Last month, Madigan filed a motion in St. Clair County Circuit that seeks to dissolve a preliminary injunction that allowed state workers to be paid during the state’s ongoing budget stalemate. Madigan explained her reasoning in a State-Journal Register op-ed Sunday.
“The lack of progress on a state budget has been aided by a St. Clair County Court’s order allowing the state to continue to pay employees without an enacted appropriations by law,” Madigan wrote. "By removing the threat of a government shutdown, there has been little agency to force action by the governor and the legislature.”
Rauner noted Thursday that a pair of proposals have been presented to address the issue. He supports a plan put forth by Illinois House Republican Avery Bourne that would pay state employees “on a continual basis regardless of the budget impasse,” much like lawmakers and constitutional officers. Republican state Reps. Terri Bryant, C.D. Davidsmeyer, Sara Wojcicki Jimenez and Democratic state Rep. Jerry Costello II have joined the bill as co-sponsors.
Rauner claimed the other plan, put forth by House Speaker Michael Madigan, the father of Attorney General Madigan, would “stop employee pay and shut down the government on June 30 instead.”
“Speaker Madigan will try to sell his June 30 government shut down proposal as a solution in case his daughter wins in court,” Rauner said. “But don’t be fooled. It’s not a solution — it’s a crisis showdown set for June 30 when the Speaker will use the leverage of a forced shut down to finally get the massive tax hike he recommended in December 2015.”
“There’s only one solution that makes sense: give state employees the same rights as the Speaker, rank-and-file legislators and the Attorney General herself,” he added.

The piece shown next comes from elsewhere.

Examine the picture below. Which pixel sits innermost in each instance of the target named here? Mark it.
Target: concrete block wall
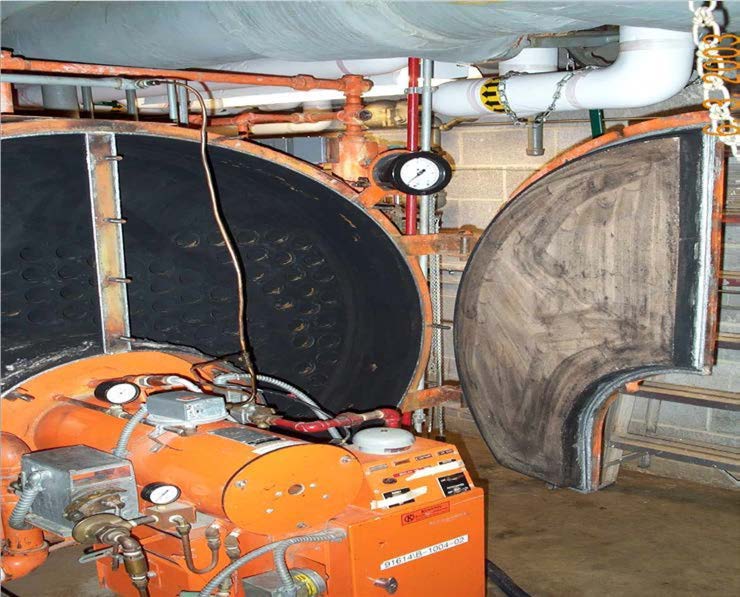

Rauner noted that he plans to “shut down” Madigan’s proposal if it crosses his desk.
“I don’t take a paycheck — never have, never will, but I believe state employees who show up to work every day for the people of Illinois should get their paychecks no matter what,” he said.
The American Federation of State County and Municipal Employees Council 31, Illinois' largest public employee union, said Rauner is trying to “mislead” state workers Thursday, claiming that legislators are being paid six months late due to the governor’s “refusal to do his job and sign a budget.”
“The governor caused this crisis by holding the budget hostage to his political demands,” the union said in a statement. “Next week he’s due to present a spending plan for fiscal year 2018. If he introduces a budget, helps pass it and signs it into law on schedule this spring, this entire conversation is moot.”
“Instead Rauner says he’d veto a payroll bill, an action that could shut down state government,” AFSCME added.
The union, which is currently voting to authorize a strike if they can’t agree with Rauner on a new contract, supports legislation put forth by House Democrat Sue Scherer. The measure would ensure that appropriations are made to pay state employees through the end of the current fiscal year.
“In contrast, the governor’s threat to veto a bill not sponsored by his partisan political allies follows a familiar pattern: Rauner makes a demand, refuses to compromise, and bullies those who disagree,” AFSCME said. “If he wants to make progress, the governor should negotiate, not dictate, both in developing a fully-funded budget and reaching a fair contract for state employees."